Foreign military differences: Claims were advanced about the distinctiveness of foreign military situations, in particular the notion that foreign militaries that allow gays and lesbians to serve decided to do so at a time of greater national consensus than currently exists in the U.S., and after decisions were made to allow gay and lesbian civil unions.  Polls show that approximately two-thirds of the American public want to allow gay men and lesbians to serve openly.  Allies such as Britain, Canada, Australia, France, Germany, Denmark, the Netherlands and Israel did not allow gay civil unions prior to the repeal of military bans.
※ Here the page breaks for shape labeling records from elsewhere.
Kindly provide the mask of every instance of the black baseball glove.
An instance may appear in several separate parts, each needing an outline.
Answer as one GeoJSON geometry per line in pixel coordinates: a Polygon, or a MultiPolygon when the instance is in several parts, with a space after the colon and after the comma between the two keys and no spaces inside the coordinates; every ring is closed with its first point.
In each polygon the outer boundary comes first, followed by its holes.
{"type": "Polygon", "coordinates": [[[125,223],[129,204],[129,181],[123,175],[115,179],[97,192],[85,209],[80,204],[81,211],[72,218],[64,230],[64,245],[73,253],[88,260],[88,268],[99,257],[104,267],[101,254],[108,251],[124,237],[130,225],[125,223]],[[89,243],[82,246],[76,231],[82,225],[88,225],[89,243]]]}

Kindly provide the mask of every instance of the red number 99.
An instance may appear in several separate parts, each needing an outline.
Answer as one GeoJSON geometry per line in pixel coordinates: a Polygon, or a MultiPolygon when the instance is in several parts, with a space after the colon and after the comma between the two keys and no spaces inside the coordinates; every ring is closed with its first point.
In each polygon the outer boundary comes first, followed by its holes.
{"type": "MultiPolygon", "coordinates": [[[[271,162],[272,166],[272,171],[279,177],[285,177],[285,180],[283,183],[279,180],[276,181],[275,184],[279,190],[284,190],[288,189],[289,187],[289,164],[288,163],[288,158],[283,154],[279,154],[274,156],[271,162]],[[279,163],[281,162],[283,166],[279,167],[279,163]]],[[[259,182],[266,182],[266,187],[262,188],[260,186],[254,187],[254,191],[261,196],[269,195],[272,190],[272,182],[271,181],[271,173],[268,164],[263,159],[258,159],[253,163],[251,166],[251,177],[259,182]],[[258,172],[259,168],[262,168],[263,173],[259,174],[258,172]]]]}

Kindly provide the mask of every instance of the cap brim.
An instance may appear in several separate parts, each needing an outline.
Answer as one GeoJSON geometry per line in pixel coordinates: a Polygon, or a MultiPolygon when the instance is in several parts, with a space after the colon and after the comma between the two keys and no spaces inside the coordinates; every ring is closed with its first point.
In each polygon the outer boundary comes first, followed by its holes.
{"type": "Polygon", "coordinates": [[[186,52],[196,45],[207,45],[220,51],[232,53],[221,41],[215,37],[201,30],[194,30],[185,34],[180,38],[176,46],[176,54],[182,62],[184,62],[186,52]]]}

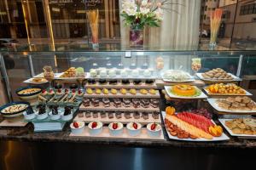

Multitasking while at war: While it is true that after almost a decade at war, the military is stretched thin and uniquely focused on combat, it is not true that such focus precludes resolution of other issues.  For example, the military planned and instituted service-wide sexual assault policy and training in 2005 and 2006 which, according to one Navy memo, “requires extensive, in-depth training for Navy personnel and specialized training for commanders.”  From 2004 to 2006, the military planned and instituted service-wide policy and training with respect to combating trafficking in persons. From 2008 to 2010, the military planned and instituted service-wide suicide prevention policy and training.  All of these initiatives were conducted during wartime.

Signatories:

 

  • Professor John T. Ackerman, Air Command and Staff College*
  • Professor Frank J. Barrett, Naval Postgraduate School*
  • Lt. Col. Allen Bishop, USA (ret.), former professor, U.S. Military Academy at West Point*
  • Professor Donald Campbell, U.S. Military Academy at West Point*
  • Dr. Kathleen M. Campbell, U.S. Military Academy at West Point*
  • Professor Martin L. Cook, Naval War College*
  • Lt. Col. Edith A. Disler, USAF (ret.), former professor, U.S. Air Force Academy*
  • Professor Morten Ender, U.S. Military Academy at West Point*
  • Professor Mark Eitelberg, Naval Postgraduate School*
  • Professor Craig A. Foster, U.S. Air Force Academy*
  • Professor Gregory D. Foster, National Defense University*
  • Professor Elizabeth L. Hillman University of California Hastings College of the Law, former instructor, United States Air Force Academy*
  • Professor Janice H. Laurence, Temple University, and former professor, Industrial College of the Armed Forces*
  • Professor George Lucas, U.S. Naval Academy*
  • Professor George R. Mastroianni, United States Air Force Academy*
  • Professor George Reed, University of San Diego, former Director of Command and Leadership Studies, U.S. Army War College*
  • Professor Steven M. Samuels, U.S. Air Force Academy*
  • Professor Richard Schoonhoven, U.S. Military Academy*

*The views expressed by faculty at US Government Agencies are those of the individuals and do not necessarily reflect the official policy or position of their Service, the Department of Defense, or the U.S. Government. Non-military institutional affiliations are listed for identification purposes only, and do not convey the institutions’ positions.